And as far as being adapted to prices, we’ve also got a good base set of hedges that further inflate cash flow and provide us a greater predictability, near and medium term. And then of course we’ll be responsive to any severe moves. We clearly are not going to look away from prices and realities of realized netbacks. But all that being said, under virtually any reasonable pricing scenario, we’ve got a variety of scenarios down to $2, $2.50 for example on page seven of our deck. Range is generating extremely competitive levels of free cash flow. So we feel good about the program and don’t expect there to be any material alteration. That said, we remain nimble and will adapt as need be.
Paul Diamond: Understood. Thanks for the charity guys.
Jeff Ventura: Thank you.
Operator: Please stand by for our next question. Our next question comes from the line of Neal Dingmann of Truist Securities. Your line is now open.
Neal Dingmann: Good money, all. Thanks for time. Hope you can hear me a little bit loud here. My question is on oil field services. I’m just wondering, you have seen a bit of a decline now in some of the gas areas like here, so I’m just wondering, has that shown through on maybe not rigs yet, but maybe some of the other oilfield services or is it may be still too early to tell.
Jeff Ventura: Yes, thanks for the question Neal. I’d say it’s a little bit early. I think for those service cost reductions to at this point fully surfaced. But again, I kind of tried to touch on this just a little bit earlier. The good news is we’re not seeing any further requests for increase at this time. We’ve seen in some ways a good strong stabilization of the service cost market. But we fully expect as rigs fully materialize and being dropped in the months ahead, and we start to get deeper into the year, there to be further opportunities for us to evaluate service cost reduction opportunities. And I’ll throw this on. I mean we also you know service cost is always one component of our cost structure, but our efficiencies are the other.
As we look at how we are attacking the program this year, we would further expect to repeat our efficiencies and continue to build upon them, further reducing that cost structure. So as you kind of dial all this back, we kind of feel like at the end of the day and Mark just touched on it this morning as well in his remarks. But we expect regardless of the outcome to be at the leading edge of what that dollar per M efficiency value looks like at that 76 level.
Neal Dingmann: Okay, to my point and I had one follow up. Just Dennis, I think you and Jeff talked about this, but on the additional inventory you see for the next year or two, is most of that will that be the longer laterals or can you just maybe talk a little color on the type of wells you anticipate? There seems like they’ll it seems like you’re you could see a bit bigger, better margins on that type. I was just wondering, was that because of the long potential laterals or is there more things to that?

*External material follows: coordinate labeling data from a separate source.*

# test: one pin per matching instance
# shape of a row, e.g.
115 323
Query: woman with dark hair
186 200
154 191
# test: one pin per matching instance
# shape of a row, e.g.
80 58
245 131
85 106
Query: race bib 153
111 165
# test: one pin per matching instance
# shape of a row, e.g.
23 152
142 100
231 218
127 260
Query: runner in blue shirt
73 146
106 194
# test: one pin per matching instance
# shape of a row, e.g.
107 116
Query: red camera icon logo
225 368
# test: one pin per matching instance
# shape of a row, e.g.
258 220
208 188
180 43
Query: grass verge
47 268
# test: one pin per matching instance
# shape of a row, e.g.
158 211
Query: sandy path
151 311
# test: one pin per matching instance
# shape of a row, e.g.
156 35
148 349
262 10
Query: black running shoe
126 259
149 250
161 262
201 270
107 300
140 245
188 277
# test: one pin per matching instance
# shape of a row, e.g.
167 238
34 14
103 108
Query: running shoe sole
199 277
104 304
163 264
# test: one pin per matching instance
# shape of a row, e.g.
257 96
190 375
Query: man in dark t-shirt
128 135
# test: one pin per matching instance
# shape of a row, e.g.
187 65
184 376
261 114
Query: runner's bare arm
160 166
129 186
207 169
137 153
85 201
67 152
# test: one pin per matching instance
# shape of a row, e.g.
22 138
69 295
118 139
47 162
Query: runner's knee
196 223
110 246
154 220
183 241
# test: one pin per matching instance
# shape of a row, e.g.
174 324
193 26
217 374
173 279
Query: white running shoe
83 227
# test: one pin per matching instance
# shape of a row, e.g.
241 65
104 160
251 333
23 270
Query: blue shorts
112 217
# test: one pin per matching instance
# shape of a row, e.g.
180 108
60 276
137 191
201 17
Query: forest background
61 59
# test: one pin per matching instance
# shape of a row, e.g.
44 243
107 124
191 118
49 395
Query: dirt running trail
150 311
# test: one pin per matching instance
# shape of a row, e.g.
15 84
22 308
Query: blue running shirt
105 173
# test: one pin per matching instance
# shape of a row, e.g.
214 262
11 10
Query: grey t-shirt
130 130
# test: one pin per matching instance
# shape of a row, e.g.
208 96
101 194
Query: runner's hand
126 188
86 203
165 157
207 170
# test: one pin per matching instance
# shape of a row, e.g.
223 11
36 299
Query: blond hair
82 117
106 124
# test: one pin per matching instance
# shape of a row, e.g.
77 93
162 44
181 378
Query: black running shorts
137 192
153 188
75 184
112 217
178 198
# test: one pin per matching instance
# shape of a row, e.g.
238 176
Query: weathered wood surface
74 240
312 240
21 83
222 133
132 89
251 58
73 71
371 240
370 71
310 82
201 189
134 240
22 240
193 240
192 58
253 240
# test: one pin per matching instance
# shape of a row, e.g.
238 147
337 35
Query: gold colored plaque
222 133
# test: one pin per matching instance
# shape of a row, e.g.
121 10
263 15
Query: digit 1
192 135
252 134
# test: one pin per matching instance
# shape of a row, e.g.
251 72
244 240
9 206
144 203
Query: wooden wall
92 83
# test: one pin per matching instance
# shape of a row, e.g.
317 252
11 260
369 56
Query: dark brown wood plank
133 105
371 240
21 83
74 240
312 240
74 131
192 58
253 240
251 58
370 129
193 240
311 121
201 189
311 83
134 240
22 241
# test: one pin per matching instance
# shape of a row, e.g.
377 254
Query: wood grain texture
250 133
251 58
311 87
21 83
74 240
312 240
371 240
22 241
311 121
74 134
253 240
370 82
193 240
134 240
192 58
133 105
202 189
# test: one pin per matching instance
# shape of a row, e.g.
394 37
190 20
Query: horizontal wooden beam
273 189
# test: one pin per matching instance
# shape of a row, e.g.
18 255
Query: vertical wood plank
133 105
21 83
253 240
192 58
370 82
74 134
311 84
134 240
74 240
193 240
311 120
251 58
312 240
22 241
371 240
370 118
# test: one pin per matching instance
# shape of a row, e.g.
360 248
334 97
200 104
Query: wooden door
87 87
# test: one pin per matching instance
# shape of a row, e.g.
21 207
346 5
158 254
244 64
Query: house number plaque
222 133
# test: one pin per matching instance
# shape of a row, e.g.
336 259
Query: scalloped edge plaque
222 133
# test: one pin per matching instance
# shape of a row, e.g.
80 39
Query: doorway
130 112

Jeff Ventura: Yes, as we think about the inventory that we’re adding this year, it’s really to do a couple of things. One, it allows us to have some optionality as we think about 2024 and 2025, but you should really take a step back. We’re really talking about adding somewhere between one to two pads sites of wells in wellbores. And so again, that’s going to allow us to further operationally de-risk the program, not only maintain our current efficiency levels, but also to build upon them. And as we kind of look at the drilling efficiencies and records that the team set already in 2023, by having some of those efficiencies that we’re already capturing, plus completion efficiency improvements from last year, you can see some of that activity then further making it into this year’s program.